Chemeche opens this learned study with bountiful color photographs by contrasting the African art incorporating horses with Western art. A statue of Alexander the Great, for instance, in Greece displays this Greek conqueror with sword drawn and cape flowing on a rearing horse representing Alexander as heroic and individual. Similar statues often of military figures are familiar throughout cities of Europe. By contrast, the African carvings incorporating horses represent beliefs about humanity, power, and society found throughout African tribal society in terms of particular tribal or regional styles or forms.
Horse and rider in African art compare with carvings of mother and child to depict the physical interaction and social significance of each; with the former representing power, protection, and rulership and the latter, nurture and bonding. The four following essays expand on Chemeche’s introduction by closer study of particular regional or tribal art with horses in terms of historical examples as well as elements of the carvings and tribal values and beliefs. John Pemberton in his essay on Yoruba carvings discusses the role of cavalry in the expansion of one empire, and how different terrains from open plains to thick forests affected this expansion. Permberton’s credentials as a professor emeritus of religion and African studies at Amherst College typify credentials of each of the authors.
After the essays come over 200 works of African art with horse riders (pages 41-377) grouped by their material of wood, metals, terra cotta, stone, ivory, and beads. There’s a page for each carving except for a few pages where there are close-ups of a part a particular one. The high-quality photographs of the individual art works against a plain background allow for appreciation of color, details, and integration of elements as well as overall form. Points from the essays are found to be instructive in appreciating and understanding the many, varied sculptures ranging in style from naturalistic to abstract.

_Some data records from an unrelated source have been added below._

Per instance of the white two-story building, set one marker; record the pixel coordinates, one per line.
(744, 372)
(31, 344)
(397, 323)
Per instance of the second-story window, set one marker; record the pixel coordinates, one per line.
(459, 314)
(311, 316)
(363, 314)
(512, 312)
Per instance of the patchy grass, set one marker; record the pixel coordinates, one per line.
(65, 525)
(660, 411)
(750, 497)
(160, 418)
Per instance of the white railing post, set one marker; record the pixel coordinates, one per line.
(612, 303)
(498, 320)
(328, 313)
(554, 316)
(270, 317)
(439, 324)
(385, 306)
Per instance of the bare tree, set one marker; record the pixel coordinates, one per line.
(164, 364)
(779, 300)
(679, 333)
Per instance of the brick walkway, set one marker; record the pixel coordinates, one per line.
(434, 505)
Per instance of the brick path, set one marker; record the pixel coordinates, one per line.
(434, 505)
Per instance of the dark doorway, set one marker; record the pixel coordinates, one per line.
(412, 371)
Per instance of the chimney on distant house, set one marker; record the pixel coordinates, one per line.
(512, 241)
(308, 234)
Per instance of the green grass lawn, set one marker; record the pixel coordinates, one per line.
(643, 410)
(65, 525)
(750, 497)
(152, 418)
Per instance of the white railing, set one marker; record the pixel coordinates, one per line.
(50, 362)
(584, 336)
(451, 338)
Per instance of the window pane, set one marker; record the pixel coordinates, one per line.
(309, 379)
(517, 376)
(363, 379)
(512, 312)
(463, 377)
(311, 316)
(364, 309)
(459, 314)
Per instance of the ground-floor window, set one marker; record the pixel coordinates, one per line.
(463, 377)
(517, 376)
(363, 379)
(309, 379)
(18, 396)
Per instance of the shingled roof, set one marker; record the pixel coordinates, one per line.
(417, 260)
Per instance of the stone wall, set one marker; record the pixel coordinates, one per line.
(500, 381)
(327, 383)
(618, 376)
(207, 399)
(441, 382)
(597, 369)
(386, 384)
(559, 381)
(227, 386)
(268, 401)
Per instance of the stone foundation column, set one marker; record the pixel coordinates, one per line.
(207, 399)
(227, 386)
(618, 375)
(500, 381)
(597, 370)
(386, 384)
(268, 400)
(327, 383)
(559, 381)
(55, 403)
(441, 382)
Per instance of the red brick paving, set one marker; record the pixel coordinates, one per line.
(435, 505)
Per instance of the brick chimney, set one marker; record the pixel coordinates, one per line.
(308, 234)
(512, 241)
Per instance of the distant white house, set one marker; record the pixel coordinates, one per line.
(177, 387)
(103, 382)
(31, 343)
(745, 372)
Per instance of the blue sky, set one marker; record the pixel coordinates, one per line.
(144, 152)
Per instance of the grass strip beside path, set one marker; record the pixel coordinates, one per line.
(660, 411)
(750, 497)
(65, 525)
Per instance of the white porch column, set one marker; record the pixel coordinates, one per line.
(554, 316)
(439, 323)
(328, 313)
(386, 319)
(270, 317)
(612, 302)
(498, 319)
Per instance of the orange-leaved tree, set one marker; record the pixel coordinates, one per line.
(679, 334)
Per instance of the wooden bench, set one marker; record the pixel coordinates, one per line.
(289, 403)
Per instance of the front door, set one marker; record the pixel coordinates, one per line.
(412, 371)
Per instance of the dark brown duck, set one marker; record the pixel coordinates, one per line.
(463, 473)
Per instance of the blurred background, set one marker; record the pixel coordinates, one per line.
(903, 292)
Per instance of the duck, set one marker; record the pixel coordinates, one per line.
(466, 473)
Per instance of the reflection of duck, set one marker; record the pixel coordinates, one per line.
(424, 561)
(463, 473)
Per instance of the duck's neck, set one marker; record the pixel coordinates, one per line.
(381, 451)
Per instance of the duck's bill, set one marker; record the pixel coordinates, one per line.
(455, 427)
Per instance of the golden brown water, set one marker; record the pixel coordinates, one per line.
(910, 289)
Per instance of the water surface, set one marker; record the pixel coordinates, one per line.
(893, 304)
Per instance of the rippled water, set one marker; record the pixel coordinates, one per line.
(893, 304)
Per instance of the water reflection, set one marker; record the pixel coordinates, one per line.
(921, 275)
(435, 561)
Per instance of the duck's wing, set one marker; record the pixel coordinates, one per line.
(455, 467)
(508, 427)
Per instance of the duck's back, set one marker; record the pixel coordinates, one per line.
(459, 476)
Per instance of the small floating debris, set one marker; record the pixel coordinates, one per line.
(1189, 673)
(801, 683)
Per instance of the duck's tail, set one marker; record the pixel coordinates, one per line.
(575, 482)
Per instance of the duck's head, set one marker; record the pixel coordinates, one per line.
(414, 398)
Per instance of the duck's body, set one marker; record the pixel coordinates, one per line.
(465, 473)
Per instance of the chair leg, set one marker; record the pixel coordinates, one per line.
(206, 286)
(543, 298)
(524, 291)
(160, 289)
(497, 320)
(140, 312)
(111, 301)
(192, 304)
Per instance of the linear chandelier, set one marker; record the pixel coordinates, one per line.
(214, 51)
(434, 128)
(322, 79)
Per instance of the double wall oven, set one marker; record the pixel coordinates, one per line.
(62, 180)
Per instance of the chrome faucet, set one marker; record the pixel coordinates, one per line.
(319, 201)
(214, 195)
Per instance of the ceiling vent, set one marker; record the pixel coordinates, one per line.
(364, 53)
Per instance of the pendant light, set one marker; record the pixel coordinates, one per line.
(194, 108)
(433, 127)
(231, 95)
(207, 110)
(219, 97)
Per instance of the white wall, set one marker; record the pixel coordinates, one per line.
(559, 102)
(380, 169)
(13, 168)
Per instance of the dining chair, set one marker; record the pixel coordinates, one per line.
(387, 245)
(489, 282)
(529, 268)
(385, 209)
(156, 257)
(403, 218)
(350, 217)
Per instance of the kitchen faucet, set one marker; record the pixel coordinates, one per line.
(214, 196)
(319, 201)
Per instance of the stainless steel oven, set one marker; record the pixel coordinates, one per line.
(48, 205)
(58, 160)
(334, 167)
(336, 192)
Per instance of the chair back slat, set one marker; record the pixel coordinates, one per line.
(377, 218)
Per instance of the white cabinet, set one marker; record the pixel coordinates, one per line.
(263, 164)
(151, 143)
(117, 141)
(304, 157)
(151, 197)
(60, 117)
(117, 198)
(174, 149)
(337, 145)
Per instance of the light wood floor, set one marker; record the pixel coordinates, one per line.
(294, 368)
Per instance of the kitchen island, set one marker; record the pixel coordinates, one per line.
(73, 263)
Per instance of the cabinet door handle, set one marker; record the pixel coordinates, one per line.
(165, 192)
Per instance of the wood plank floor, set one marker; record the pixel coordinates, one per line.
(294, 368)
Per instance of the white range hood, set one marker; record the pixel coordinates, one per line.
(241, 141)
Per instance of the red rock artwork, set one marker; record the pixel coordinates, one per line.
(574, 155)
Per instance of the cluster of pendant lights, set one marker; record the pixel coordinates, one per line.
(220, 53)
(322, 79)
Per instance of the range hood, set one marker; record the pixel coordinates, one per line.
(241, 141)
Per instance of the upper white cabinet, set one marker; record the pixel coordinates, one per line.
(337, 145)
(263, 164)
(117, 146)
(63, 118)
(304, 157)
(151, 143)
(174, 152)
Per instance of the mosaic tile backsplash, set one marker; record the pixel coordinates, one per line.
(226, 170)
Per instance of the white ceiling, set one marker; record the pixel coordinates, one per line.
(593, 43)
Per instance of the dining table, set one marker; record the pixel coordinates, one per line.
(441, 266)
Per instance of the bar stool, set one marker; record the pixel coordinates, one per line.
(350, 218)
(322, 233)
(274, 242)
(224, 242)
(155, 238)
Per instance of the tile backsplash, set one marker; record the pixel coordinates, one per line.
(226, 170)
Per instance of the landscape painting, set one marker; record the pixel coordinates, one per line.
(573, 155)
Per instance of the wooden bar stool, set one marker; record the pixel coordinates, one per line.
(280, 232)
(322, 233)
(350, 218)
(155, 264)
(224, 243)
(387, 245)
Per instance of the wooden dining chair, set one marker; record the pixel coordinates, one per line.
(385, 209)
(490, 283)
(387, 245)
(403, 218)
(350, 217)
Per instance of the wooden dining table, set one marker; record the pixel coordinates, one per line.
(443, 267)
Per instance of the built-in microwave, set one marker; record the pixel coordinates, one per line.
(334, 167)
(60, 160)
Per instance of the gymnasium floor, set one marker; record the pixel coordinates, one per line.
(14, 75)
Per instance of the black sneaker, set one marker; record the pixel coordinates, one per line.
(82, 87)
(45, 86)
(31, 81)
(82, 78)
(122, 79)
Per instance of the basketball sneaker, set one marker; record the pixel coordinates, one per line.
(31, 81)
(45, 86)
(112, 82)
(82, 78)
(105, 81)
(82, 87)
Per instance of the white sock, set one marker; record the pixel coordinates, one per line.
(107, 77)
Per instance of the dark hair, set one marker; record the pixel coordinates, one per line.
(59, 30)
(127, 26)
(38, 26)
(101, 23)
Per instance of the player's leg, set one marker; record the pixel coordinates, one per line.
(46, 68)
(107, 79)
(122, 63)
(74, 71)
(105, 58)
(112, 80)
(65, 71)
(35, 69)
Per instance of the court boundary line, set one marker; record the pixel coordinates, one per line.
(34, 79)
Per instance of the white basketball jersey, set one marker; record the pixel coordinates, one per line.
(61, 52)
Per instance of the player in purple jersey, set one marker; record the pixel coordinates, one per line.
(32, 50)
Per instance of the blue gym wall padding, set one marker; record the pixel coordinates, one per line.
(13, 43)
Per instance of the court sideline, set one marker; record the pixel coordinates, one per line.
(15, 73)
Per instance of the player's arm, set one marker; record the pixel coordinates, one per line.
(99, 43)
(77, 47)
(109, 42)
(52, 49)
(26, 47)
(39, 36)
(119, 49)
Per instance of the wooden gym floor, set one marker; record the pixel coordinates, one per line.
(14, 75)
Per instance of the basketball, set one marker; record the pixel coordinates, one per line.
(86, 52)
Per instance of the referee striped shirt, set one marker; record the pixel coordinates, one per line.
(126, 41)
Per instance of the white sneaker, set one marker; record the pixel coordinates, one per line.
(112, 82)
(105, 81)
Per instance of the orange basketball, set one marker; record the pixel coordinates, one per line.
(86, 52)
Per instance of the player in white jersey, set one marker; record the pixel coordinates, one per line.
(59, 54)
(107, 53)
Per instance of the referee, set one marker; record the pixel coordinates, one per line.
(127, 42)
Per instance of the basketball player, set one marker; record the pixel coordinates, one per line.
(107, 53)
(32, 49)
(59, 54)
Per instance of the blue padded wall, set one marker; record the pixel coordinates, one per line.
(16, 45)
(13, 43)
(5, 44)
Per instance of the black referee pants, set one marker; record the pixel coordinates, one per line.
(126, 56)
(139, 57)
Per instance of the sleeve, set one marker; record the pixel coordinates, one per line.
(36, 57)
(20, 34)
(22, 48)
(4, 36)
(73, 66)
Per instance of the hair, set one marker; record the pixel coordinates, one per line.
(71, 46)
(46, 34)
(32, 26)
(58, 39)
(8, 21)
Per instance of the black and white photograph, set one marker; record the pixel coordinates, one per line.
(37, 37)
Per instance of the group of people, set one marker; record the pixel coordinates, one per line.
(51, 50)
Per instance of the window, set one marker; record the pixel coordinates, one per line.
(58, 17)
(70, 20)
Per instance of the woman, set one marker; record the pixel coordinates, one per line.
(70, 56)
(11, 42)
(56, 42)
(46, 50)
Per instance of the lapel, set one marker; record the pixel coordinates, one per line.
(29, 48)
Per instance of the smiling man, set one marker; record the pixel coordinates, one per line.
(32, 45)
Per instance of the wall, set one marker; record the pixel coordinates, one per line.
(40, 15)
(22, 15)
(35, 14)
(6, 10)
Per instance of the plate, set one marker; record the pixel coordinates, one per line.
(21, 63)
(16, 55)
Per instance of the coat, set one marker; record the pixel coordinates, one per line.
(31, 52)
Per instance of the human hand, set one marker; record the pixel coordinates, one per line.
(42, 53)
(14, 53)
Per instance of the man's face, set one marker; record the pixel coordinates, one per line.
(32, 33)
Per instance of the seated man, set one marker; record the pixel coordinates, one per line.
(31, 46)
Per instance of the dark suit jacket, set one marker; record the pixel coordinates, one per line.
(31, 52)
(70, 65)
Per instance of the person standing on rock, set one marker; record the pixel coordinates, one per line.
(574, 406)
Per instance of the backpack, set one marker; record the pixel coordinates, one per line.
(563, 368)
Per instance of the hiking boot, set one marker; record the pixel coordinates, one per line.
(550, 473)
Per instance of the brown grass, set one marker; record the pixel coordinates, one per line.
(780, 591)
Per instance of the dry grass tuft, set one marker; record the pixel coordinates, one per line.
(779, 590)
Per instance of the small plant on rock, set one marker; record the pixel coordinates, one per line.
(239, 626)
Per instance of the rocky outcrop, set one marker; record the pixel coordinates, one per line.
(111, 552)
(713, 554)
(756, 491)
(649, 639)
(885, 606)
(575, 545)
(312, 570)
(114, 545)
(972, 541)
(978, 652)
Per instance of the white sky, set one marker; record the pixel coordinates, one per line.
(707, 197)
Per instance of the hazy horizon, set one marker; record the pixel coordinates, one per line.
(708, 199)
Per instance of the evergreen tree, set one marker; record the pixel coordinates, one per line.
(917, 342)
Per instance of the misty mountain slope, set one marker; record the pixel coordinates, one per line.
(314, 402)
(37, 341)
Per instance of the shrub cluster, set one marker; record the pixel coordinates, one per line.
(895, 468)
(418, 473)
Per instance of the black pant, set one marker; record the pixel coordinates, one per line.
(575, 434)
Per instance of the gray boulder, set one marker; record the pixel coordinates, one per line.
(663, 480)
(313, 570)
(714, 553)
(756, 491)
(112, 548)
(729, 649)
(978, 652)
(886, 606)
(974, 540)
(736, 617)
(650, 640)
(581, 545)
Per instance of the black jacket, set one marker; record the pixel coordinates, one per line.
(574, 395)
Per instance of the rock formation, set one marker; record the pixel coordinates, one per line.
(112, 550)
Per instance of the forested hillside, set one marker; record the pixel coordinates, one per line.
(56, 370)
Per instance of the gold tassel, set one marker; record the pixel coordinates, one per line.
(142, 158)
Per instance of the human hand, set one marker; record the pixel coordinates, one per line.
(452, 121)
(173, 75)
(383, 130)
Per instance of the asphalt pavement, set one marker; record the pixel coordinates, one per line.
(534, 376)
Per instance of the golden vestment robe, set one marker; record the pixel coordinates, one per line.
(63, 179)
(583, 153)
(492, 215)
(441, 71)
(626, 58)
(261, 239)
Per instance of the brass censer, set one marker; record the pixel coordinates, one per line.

The expertise of the essays on basics and background of this field of African art is welcome. In addition to this the usually taken-for-granted visual matter is noteworthy. Notes at the back list the varied, extensive sources for this. Among these sources are museums, galleries, and auctions, but also reference to 24 private collections which are not named. Thus an extra effort has been made by the editor and the publisher to present an exceptional gathering of African sculptures which is not likely to be superseded or repeated. The authoritative essays with a direct, useful relationship to study of the sculptures of the book as well as supplementary content and the incomparable visual matter assure the book to be a permanent central, fundamental work in this area.